Author: Walter Alexander
Issue: Winter 2008: Cognition, Heart & Mind – Issue #54, Vol. 13

Study of Mistletoe Treatment for Colorectal Cancer

Among cancer patients being treated surgically for stage I-III non-metastatic colorectal carcinoma, those who received supportive care with the fermented mistletoe extract Iscador (ISC) (from Viscum album L.) along with conventional adjuvant (given after surgery) chemo- and/or radiotherapy had fewer adverse drug reactions (ADRs) as compared with those who received similar treatment with only passive aftercare. “Stage I-III” implies a range from very early stages to those in which the tumor has spread to nearby lymph nodes. The observational study was based on medical records from 804 consecutive patients (429 ISC, 375 controls) treated at 26 centers in Germany and Switzerland. The lead investigator was W.E. Friedel, MD, Hospital Bad Bocklet, Bad Bocklet, Germany.

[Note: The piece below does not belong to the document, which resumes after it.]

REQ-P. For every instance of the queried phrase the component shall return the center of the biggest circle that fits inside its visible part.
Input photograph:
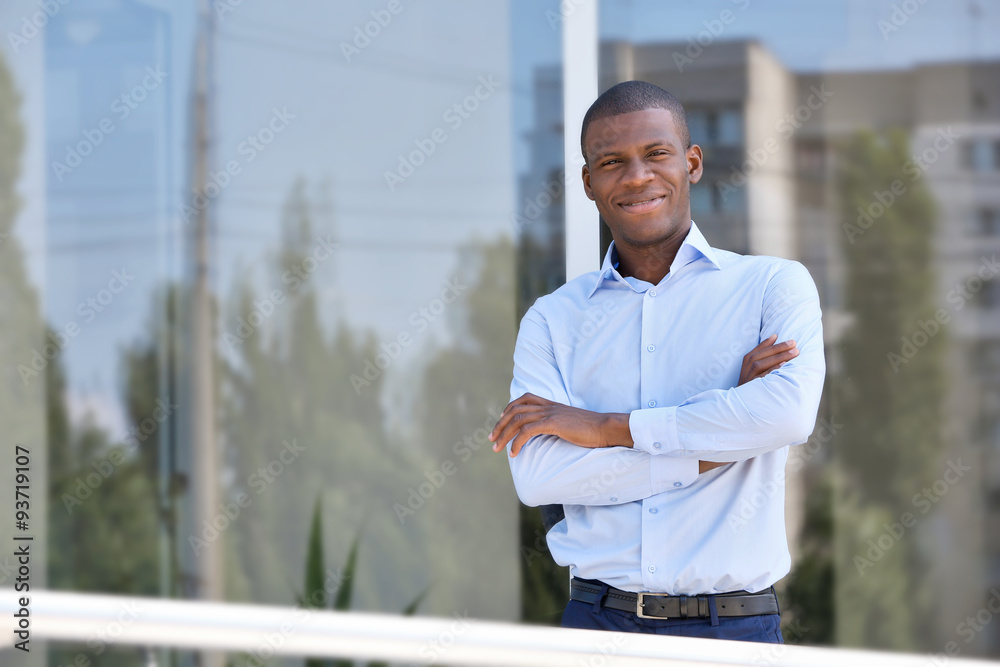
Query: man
(635, 408)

Patients received subcutaneous ISC injections two or three times per week as part of long-term supportive care. Investigators compared ADRs related to conventional supportive care or to care with ISC added, duration of hospitalization, and disease-free survival (DFS). In their analysis, they adjusted for any differences in patients’ baseline characteristics that could affect outcomes.

After treatment of about two months and at a mean follow-up of 55 months, ADRs were reported in 19.1% of patients receiving ISC and in 48.3% of patients receiving passive supportive care. The difference was highly significant statistically. Side effects related to the gastrointestinal system and to the central nervous system, especially, were reduced among those receiving ISC. Karnofsky Index, a measure of a patient’s general status, which was actually lower (worse) at baseline in the ISC group, improved continuously in the ISC group and was still at baseline level in the control group at the end of therapy. Hospital stays were significantly shorter (mean 35.5 days ISC, versus 41.2 days in controls) and the hazard ratio (risk of experiencing a tumor-related event such as tumor recurrence, distant metastasis or death) was a significant 32% lower for the ISC group.

Systemic reactions caused interruption of therapy in 1.2% of cases and 23.3% of ISC patients had mild to moderate injection site reactions. No life-threatening or persisting ADRs were attributed to ISC, however, nor were any tumor increases reported with ISC.

Dr. Friedel concluded that in this largest-to-date systematic comparative clinical data evaluation concerning supportive mistletoe treatment in colorectal cancer, in the ISC group there were significantly fewer ADRs from chemotherapy/radiotherapy, fewer disease- and therapy-related symptoms, and longer disease-free survival. “Based on these data,” he said, “a prospective randomized clinical trial to confirm these results is warranted.”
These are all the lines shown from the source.